5. Jon Gray, Rockies
The No. 3 overall pick in the 2013 Draft, Gray wasn't consistently hitting triple digits like he did during his junior year at Oklahoma, but Colorado was never concerned. Gray spent the year in Double-A and finished third in the organization in batting average against and fourth in both strikeouts and WHIP. The stuff -- fastball, slider and changeup -- is still very much there, and the Rockies could see it at Coors Field at some point this season.
6. Dylan Bundy, Orioles
Maybe it's something about being from the Oklahoma high school ranks that ensures placement on this list for multiple years. Bundy was taken four spots ahead of Bradley in that 2011 Draft, and he was in the big leagues a year later. He's making his way back from Tommy John surgery, though he did return to the mound for 41 1/3 Minor League innings in 2014. Bundy's stuff was starting to come back, and there's no reason to think he won't be back with three above-average to plus pitches and outstanding command as he gets farther removed from surgery.
7. Luis Severino, Yankees
A newcomer to this list, Severino wasn't on the Top 100 at all a year ago. But after his initial breakout in 2013, he pitched across three full-season levels in 2014, finishing the year in Double-A. The Futures Gamer isn't the biggest guy in the world, but Severino has a quick arm that fires upper-90s fastballs deep into starts. His changeup is his best secondary pitch and his slider is improving. Severino's ability to throw strikes and keep the ball down in the zone should help him remain in a rotation.

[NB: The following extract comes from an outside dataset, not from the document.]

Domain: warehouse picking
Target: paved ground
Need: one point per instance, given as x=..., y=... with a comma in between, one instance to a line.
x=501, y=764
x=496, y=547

8. Robert Stephenson, Reds
Taken in the first round of the same 2011 Draft that saw Bundy and Bradley go in the top 10, Stephenson was selected No. 27 overall from the California high school ranks. He had an up-and-down year in Double-A in 2014, but his raw stuff is still as exciting as ever. There's work to be done to become more pitcher than thrower, and that will help Stephenson rediscover his command. That would allow him to fulfill his potential as a future front-of-the-rotation starter.
9. Tyler Kolek, Marlins
Guys throwing 100 mph in high school don't exactly grow on trees, and that's why Kolek was being considered to become the first prep right-hander to be taken No. 1 overall in the Draft. He went one spot later, much to Miami's delight. The Texas flamethrower is big and strong, with as much fastball as anyone on this list. He has two breaking balls, with the slider ahead of the curve. Kolek needs to keep improving his changeup and his command to become a complete top-of-the-rotation type.
10. Alex Meyer, Twins
Coming to Minnesota in the Denard Span trade, Meyer's first season with the Twins was limited because of a shoulder problem. He put that behind him in 2014, pitching all year and sending many Triple-A batters back to the dugout. Meyer does it with an outstanding slider and a solid changeup. It's all about command and control. If he has that, he'll be in the rotation soon.
With 36 right-handed pitchers in the soon-to-be released Top 100 list, there is plenty of talent just outside of this Top 10. Two were on last year's list, in fact, and could wind up back on the list in the future.
Mark Appel, the 2013 No. 1 pick overall, may have struggled some during his first full season, but he ended the year well in Double-A. Then he threw very well in the Arizona Fall League, putting him on a path to contribute in Houston at some point this season. Pirates fans will have to wait a bit longer to see Jameson Taillon in Pittsburgh. He had Tommy John surgery last April. Taillon should return to the mound this season, with a landing at PNC Park more realistic in 2016.